Joseph A. Rose is an SSA Administrative Law Judge at the Cleveland (Ohio) Hearing Office with a lifetime approval rate of 59% across 25,337 decisions. This sits slightly above the national average of 58%. While your judge's recent approval rate reached 67%, these aggregate rates describe past decisions, not predictions for your specific hearing. An attorney can help you prepare for your hearing with this judge.
This page presents publicly available SSA Office of Hearings Operations disposition data, with no editorial rating or evaluation. ALJs are independent decisionmakers; aggregate statistics describe past patterns, not predictions of how any individual case will be decided. Information here is provided for hearing preparation, not as legal advice.
Approval rates
In the most recent reporting period, Judge Rose maintained an approval rate of 67%, which is 6 percentage points higher than the Cleveland Hearing Office average of 53%. This performance also exceeds both the state average of 56% and the national average of 58%. With 25,337 lifetime decisions over a 10-year tenure, the data provides a look at his decision-making history. These aggregate rates describe past decisions rather than predicting the outcome of your individual hearing.

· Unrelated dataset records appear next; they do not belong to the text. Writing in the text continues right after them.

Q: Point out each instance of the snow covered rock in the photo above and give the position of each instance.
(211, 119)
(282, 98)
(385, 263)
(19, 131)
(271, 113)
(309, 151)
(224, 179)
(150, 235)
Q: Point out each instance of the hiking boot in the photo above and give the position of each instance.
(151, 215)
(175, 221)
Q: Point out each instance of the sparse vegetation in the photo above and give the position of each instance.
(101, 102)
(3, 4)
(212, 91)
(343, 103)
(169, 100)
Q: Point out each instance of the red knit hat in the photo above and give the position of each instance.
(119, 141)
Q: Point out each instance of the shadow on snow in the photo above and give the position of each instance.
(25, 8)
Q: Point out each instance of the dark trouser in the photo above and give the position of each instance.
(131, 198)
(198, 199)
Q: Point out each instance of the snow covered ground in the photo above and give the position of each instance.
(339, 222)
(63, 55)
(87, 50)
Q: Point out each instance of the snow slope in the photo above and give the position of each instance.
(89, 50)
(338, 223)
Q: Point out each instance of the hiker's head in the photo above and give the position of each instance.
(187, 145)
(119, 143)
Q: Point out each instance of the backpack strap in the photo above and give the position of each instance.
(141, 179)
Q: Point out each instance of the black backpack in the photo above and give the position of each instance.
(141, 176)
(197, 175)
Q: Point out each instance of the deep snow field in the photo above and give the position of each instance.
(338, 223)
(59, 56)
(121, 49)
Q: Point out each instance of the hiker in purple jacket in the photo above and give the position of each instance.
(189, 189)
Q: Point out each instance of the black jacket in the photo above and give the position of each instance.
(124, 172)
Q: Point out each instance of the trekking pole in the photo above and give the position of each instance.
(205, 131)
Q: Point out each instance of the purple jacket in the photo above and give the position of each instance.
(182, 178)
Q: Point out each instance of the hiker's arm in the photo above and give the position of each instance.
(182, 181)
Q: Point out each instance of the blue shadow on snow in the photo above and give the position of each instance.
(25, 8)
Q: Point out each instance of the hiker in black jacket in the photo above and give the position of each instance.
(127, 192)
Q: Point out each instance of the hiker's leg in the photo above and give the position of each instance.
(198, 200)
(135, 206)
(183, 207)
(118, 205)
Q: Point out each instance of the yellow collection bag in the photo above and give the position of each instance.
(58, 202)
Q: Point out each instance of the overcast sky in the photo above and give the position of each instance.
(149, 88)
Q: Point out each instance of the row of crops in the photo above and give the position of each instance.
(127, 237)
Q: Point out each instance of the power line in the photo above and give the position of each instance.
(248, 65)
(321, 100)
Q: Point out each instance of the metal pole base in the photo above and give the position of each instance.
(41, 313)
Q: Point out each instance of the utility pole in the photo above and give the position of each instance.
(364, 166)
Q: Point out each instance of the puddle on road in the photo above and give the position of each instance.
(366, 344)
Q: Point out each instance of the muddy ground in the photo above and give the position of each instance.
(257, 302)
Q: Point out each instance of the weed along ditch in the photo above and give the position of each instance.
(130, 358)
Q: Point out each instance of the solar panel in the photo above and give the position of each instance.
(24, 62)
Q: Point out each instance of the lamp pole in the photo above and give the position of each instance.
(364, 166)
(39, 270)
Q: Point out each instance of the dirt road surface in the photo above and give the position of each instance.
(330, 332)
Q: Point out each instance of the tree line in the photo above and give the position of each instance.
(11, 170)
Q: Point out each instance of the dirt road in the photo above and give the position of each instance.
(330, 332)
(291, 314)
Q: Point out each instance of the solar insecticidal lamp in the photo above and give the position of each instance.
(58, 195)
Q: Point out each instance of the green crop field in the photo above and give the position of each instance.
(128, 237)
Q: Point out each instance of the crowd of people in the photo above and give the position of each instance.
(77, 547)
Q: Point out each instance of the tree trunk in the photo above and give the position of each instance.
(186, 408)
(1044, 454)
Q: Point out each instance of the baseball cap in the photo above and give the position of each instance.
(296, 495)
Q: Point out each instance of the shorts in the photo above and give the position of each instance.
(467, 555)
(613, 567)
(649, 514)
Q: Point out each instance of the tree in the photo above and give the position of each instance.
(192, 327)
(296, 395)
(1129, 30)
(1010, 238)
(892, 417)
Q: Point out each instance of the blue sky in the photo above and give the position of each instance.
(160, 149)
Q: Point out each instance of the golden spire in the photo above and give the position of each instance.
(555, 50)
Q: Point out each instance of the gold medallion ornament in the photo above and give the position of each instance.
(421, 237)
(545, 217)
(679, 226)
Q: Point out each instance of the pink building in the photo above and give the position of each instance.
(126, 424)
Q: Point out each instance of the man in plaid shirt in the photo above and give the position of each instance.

Office- and national-level breakdowns of fully favorable vs denial rates aren't currently published by SSA in the per-office disposition data. The judge's own breakdown is the detail we have today.
Approval rate over time
Year-over-year approval rate across Judge Rose's docket. Annual rates fluctuate with the mix of cases SSA assigns; the longer-run pattern is more informative than any single year.
Decision pattern
Over his 10 years on the bench, Judge Rose has shown a stable decision pattern. While his annual approval rates have fluctuated between 54% and 66%, the trend shows a consistent approach to evaluating the merits of each claim. His most recent performance of 67% represents a high point in his career, suggesting a recent shift in case outcomes. This pattern reflects a continuation of his steady approach to the evidence presented in your case.
Preparing for an SSDI hearing
The guidance below applies to any SSDI hearing, not specifically to Judge Rose's bench. Judge-specific preparation guidance requires a corpus of public Appeals Council decisions involving each judge, which we haven't built yet.
- Bring a clean treating-physician record. Longitudinal primary-care or specialist notes spanning the disability period, with consistent symptom documentation, are typically the strongest evidence at hearing. A single month's records usually aren't enough.
- Don't rely on consultative exams alone. If your medical evidence is built primarily around a one-time CE finding, expect detailed questioning. Supplement with treating-source statements where possible.
- Prepare for daily-activity questions. Have honest, specific answers about a typical day. Answers that conflict with the medical record (in either direction) tend to hurt credibility.
- Expect transferable-skills probing. A vocational expert will usually testify about jobs available to someone with your limitations. Your representative should be prepared to cross-examine.
Hearing with Judge Rose? See if a free benefits review fits your case.
Check My BenefitsAbout the Cleveland hearing office
The Cleveland (Ohio) Hearing Office serves a large population across the region, managing a high volume of SSDI claims. With a bench of 6 judges, the office handles complex disability cases requiring careful medical and vocational analysis. The office-wide latest approval rate is 53%, reflecting the standards applied to all claims in this jurisdiction. You can see the Cleveland (Ohio) Hearing Office page for the full ALJ roster.
Other judges at this hearing office
The Social Security Administration assigns cases through a workload-balancing algorithm, meaning your assignment to Judge Rose is essentially random. Across the Cleveland Hearing Office, lifetime approval rates for the bench range from 44% to 65%. Because each judge operates with different preferences for evidence, your experience may vary depending on who is assigned to your hearing. The guidance for your preparation remains consistent regardless of which judge is assigned.